If the battery of the device drains completely, the device closes all apps and shuts itself down until the battery recharges. Your app can receive notification about changes in the battery level and state. You can evaluate the remaining battery and respond appropriately by saving the app state and warning the user, before the system shuts down.

For more information on responding to system events, see BlackBerry Platform Services.

Closing your app

When a user closes your app, you might want to perform some final cleanup operations before the app closes. For example, you can save the user's data, shut down your threads in a particular way, or close database or network connections manually.

If you are developing a Cascades app, you can use the Application class to handle app termination. The Application class includes several functions and signals that you can use to detect the termination of your app and delay it long enough to perform any final tasks.

setAutoExit(bool autoExit)
The setAutoExit(bool autoExit) function sets the value of the autoExit property, which indicates whether your app should close automatically or should receive a signal when a user closes your app. If you set this property to false using this function, your app receives the manualExit() signal (described below) when a user closes your app. You should remember that if you set the autoExit property to false, you must call quit() to terminate the app when you finish any final clean-up operations.
manualExit()
The manualExit() signal is emitted if the autoExit property is set to false by calling setAutoExit(). Your app can respond to this signal and perform any clean-up operations that are required before closing. After this signal is emitted, your app has approximately three seconds to perform any final tasks and terminate itself before the operating system terminates it forcibly. You can request more time to complete your tasks by calling extendTerminationTimeout().
extendTerminationTimeout()
The extendTerminationTimeout() function requests additional time to perform clean-up operations before your app is terminated forcibly. When you call this function, your app has about two seconds to finish its tasks and terminate itself. Calling this function doesn't add two seconds to the existing timeout period. Instead, it resets the timeout period to two seconds from the time this function is called. You can call this function as many times as you need to extend the timeout period.
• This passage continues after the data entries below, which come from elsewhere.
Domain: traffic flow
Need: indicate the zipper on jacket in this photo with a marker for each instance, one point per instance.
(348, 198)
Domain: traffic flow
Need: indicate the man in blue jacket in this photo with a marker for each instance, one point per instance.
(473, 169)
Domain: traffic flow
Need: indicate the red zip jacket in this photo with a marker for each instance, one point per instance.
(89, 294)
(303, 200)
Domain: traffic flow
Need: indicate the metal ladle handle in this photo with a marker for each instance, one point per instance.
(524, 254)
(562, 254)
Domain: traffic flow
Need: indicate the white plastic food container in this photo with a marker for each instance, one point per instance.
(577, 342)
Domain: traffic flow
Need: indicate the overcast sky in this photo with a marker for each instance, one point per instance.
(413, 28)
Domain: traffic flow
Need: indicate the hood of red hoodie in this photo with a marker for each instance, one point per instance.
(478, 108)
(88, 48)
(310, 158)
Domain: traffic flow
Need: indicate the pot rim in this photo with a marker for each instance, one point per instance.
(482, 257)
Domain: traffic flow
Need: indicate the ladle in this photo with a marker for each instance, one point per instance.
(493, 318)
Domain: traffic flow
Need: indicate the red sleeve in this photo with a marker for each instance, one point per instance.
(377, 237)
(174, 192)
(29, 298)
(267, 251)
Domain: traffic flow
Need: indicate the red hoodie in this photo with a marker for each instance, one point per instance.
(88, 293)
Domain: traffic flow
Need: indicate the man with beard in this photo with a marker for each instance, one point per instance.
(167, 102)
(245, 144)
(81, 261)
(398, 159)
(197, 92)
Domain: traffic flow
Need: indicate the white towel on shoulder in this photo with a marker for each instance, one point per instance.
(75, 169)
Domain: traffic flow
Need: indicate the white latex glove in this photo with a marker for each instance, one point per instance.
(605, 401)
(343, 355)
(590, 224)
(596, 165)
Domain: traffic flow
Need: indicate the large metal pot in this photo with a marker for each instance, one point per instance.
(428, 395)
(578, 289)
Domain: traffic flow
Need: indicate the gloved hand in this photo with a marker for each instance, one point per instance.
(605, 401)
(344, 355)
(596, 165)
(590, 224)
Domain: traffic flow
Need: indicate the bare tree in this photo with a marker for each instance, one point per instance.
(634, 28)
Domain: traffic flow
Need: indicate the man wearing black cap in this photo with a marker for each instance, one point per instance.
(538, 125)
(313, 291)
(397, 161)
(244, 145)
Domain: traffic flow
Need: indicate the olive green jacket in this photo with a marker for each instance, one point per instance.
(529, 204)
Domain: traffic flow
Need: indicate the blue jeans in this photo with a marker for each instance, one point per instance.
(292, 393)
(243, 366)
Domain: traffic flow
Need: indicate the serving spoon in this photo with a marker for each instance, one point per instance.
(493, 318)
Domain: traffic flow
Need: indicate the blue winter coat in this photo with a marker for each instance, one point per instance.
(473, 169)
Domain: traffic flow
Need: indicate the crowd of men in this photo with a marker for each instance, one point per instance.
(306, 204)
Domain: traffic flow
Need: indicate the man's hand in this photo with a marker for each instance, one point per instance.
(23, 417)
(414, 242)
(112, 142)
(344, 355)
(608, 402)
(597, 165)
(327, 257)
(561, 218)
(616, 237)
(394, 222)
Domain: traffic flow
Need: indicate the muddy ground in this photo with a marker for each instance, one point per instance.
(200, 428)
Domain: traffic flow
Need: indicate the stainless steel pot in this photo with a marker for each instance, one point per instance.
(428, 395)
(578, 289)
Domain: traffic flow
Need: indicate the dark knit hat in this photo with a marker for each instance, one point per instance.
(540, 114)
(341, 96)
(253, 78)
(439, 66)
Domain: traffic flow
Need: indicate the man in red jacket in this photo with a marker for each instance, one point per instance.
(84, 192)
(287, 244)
If you are developing a C app, the following navigator events are sent when an app transitions from a thumbnail state to a terminated state:

NAVIGATOR_APP_BACKGROUND
When the app closes, the app is placed into the NAVIGATOR_APP_BACKGROUND run partition.
NAVIGATOR_WINDOW_INVISIBLE
The navigator window state is set to NAVIGATOR_WINDOW_INVISIBLE.
NAVIGATOR_EXIT
The app receives the NAVIGATOR_EXIT event and has approximately three seconds to perform any final tasks and terminate itself before the operating system terminates it forcibly.